The Sonnets of Shakespeare, in which he "unlocked his heart," echo with striking distinctness some of the complaints of the melancholy Prince of Denmark. The connection is especially marked between the sixty-sixth Sonnet and some portions of the soliloquy beginning "To be or not to be."

Brandes points out that the following lines of the soliloquy just mentioned are "felt and thought from below upwards, not from above downwards, and that the words are improbable, almost impossible, in the mouth of the Prince":

"For who would bear the whips and scorns of time,
The oppressor's wrong, the proud man's contumely,
The pangs of despised love, the law's delay,
The insolence of office, and the spurns
That patient merit of the unworthy takes,
When he himself might his quietus make
With a bare bodkin?"
III. i. 70-6.

In any performance of Hamlet, that pearl, the Grave-diggers' scene, is sure to be presented (V. i. 1-240); but it has no dramatic justification -- that is, the action is in no way advanced. These are the deep musings of Shakespeare's own mind and heart, and we do not estimate them according to their purely dramatic value.

Our love for this play springs largely from the fact that Shakespeare, disregarding strictly dramatic considerations, has given freely to Hamlet the charm, the warmth, and the boundlessness of his own nature.

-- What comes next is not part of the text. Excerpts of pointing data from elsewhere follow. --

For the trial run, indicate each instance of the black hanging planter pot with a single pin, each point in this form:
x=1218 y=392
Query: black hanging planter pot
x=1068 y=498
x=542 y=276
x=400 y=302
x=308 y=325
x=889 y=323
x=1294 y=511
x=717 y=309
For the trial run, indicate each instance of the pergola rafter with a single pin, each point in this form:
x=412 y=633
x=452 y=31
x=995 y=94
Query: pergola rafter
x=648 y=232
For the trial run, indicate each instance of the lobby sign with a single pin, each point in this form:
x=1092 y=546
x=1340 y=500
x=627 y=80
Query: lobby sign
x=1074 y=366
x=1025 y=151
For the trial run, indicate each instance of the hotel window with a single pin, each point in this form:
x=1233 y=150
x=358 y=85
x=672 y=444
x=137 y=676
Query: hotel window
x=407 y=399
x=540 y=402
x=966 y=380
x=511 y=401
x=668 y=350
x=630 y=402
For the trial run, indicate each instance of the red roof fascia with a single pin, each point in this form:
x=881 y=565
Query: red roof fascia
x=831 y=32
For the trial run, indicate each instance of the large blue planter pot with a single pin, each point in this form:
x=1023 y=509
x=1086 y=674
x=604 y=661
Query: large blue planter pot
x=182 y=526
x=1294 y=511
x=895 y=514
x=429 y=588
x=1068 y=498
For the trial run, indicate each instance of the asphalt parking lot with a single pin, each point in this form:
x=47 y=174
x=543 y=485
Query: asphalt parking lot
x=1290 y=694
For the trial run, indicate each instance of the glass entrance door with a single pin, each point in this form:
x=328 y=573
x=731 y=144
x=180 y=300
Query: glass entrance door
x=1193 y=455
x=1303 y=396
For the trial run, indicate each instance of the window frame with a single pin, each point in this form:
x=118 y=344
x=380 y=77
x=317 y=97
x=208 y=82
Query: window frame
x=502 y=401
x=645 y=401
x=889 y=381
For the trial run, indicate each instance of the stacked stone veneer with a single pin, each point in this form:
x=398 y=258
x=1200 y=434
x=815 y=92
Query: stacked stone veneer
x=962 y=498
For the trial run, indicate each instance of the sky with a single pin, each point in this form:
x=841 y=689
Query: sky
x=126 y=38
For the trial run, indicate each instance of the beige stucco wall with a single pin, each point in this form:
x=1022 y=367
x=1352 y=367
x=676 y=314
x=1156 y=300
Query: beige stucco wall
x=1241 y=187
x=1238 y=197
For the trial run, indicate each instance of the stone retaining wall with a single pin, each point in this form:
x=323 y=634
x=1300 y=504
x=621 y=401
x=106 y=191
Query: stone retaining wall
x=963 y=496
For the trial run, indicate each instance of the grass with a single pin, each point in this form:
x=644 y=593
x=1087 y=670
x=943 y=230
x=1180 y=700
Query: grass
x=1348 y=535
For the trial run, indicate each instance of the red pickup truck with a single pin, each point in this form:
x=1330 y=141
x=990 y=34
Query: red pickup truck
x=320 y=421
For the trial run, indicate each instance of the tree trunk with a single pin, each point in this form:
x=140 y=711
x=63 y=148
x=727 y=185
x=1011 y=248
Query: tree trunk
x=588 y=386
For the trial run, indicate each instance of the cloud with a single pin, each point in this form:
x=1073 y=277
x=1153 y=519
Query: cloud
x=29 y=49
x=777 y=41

The bearing of this discussion upon our central inquiry may be stated as follows: our impression of Hamlet's dilatoriness is intensified by his long soliloquies and by his abundant comments upon the various problems of life; but these utterances are in part the personal outpourings of Shakespeare himself, not called for by either the plot of the piece or the characterization: the hands are the hands of Esau, but the voice is the voice of Jacob.